Deu descarga e viu sua vergonha e humilhação serem levadas esgoto abaixo, afastando de si a evidência que há muito havia deixado de ser uma ferramenta e se tornado sua obsessão. Colocou-se de pé, os joelhos avermelhados sendo descolados do chão recém-limpo, ainda úmido. Abriu a porta e caminhou em silêncio até a pia. Era a pior parte. Encarar seu reflexo débil no espelho era a pior parte. Encarar seus próprios olhos e ver o opaco esverdeado onde um dia habitaram esmeraldas apenas fazia com que tivesse cada vez mais raiva de si mesma. Da sua incapacidade de se manter sob controle. Tossindo, ela enxaguou a boca com a água exageradamente tratada com cloro, o gosto amargo grudando em sua língua.
Mecanicamente, retirou a pequena nécessaire da bolsa, arrancou um lenço umedecido da caixinha e pôs-se a limpar a maquiagem borrada. Sequer prestava atenção no que estava fazendo, as mãos automaticamente seguindo a rotina já tão conhecida.O silêncio julgador foi quebrado quando a porta do banheiro se abriu e duas meninas entraram, falando alto, palavras indistinguíveis para os ouvidos contrariados de Helena. Uma das garotas se dirigiu à pequena cabine, não a mesma em que estava alguns minutos atrás, que ainda guardava o cheiro azedo de comida parcialmente digerida. A outra parou ao seu lado, de frente para o espelho, e começou a desembaraçar com os dedos hábeis os fios tingidos de um vermelho sangue. Helena observou de canto de olho enquanto a garota arrumava com o dedo o lápis de olho borrado pelo calor.

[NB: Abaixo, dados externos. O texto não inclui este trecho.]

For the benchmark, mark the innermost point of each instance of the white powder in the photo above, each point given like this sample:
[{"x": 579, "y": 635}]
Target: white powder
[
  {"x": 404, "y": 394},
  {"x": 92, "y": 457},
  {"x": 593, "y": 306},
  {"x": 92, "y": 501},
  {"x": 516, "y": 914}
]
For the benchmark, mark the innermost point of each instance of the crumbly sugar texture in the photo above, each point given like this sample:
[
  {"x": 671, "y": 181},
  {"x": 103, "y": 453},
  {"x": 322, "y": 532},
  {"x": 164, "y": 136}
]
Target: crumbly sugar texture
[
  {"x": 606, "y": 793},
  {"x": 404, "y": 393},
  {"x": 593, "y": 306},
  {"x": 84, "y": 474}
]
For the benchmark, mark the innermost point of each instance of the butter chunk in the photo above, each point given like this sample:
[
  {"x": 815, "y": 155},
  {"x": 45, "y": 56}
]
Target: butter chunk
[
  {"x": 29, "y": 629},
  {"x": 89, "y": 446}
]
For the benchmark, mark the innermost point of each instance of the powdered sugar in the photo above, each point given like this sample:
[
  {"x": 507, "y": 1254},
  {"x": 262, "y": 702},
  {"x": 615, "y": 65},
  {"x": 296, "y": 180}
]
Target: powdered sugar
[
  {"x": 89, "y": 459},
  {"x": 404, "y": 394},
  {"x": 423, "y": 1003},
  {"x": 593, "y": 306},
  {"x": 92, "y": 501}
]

O som da descarga e do toque do telefone da garota ruiva vieram ao mesmo tempo, agressivamente altos. A ruiva indicou para a amiga, com a mão, que esperaria lá fora, enquanto se retirava com sua voz manhosa sendo dirigida a alguém do outro lado da linha.
Helena perdeu-se em si mesma naquele momento. Seus olhos vagaram pelo teto pintado em branco, pelos azulejos esverdeados dos quais nunca gostou. Era o tom errado, ela se sentia doente só de olhar. A pia grande em granito não fazia um trabalho melhor para adornar o ambiente e o espelho, o maldito espelho, ria da sua instabilidade, a mulher no reflexo contando uma história diferente daquela que ela lembrava ser a sua própria.— Ei. — Ouviu, sendo despertada de seu torpor por uma mão delicadamente pousando em seu ombro. — Você está bem?

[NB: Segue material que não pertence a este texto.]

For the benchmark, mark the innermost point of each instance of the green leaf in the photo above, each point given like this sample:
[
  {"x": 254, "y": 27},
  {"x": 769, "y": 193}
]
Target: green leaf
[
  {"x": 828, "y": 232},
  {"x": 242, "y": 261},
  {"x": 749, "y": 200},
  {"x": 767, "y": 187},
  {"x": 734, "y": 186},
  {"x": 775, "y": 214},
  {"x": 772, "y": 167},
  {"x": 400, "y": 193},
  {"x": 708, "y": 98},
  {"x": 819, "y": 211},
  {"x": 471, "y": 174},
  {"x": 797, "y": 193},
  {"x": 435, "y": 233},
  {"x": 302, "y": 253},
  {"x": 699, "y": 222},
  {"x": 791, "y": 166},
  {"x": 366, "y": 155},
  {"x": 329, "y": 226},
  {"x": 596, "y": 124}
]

Helena virou em direção à voz e quis rir. Não sabia se era por desespero, se era porque estava perdendo a cabeça ou se porque a situação era tão trágica que merecia uma dose de risadas desajustadas. Dentre todas as pessoas da faculdade, é claro que seria Laura.
Aquela mulher estava em todo lugar, como uma maldita assombração.
— Ótima —respondeu com um sorriso gelado, voltando a encarar o reflexo patético no espelho enquanto as mãos terminavam de arrumar o cabelo.
— Tem certeza? — Laura insistiu. — Você não parece muito bem.
— E isso é da sua conta por que...? — Helena sibilou, encarando a garota fixamente nos olhos escuros que pareciam abrigar a chave para o fim do mundo.
— Tem razão, não é — ela reconheceu, levantando as duas mãos em sinal de rendição. — Me desculpe e tenha um bom dia — disse, virando-se em direção à saída.
Helena não soube bem, naquele momento, o que descarrilou a perda do pouco controle que lhe restava. Talvez a educação britânica da garota, talvez o fato de ela genuinamente parecer se se importar. Talvez porque estivesse cansada de ver Pedro flertar com Laura de todas as formas possíveis e ser dispensado em todas elas.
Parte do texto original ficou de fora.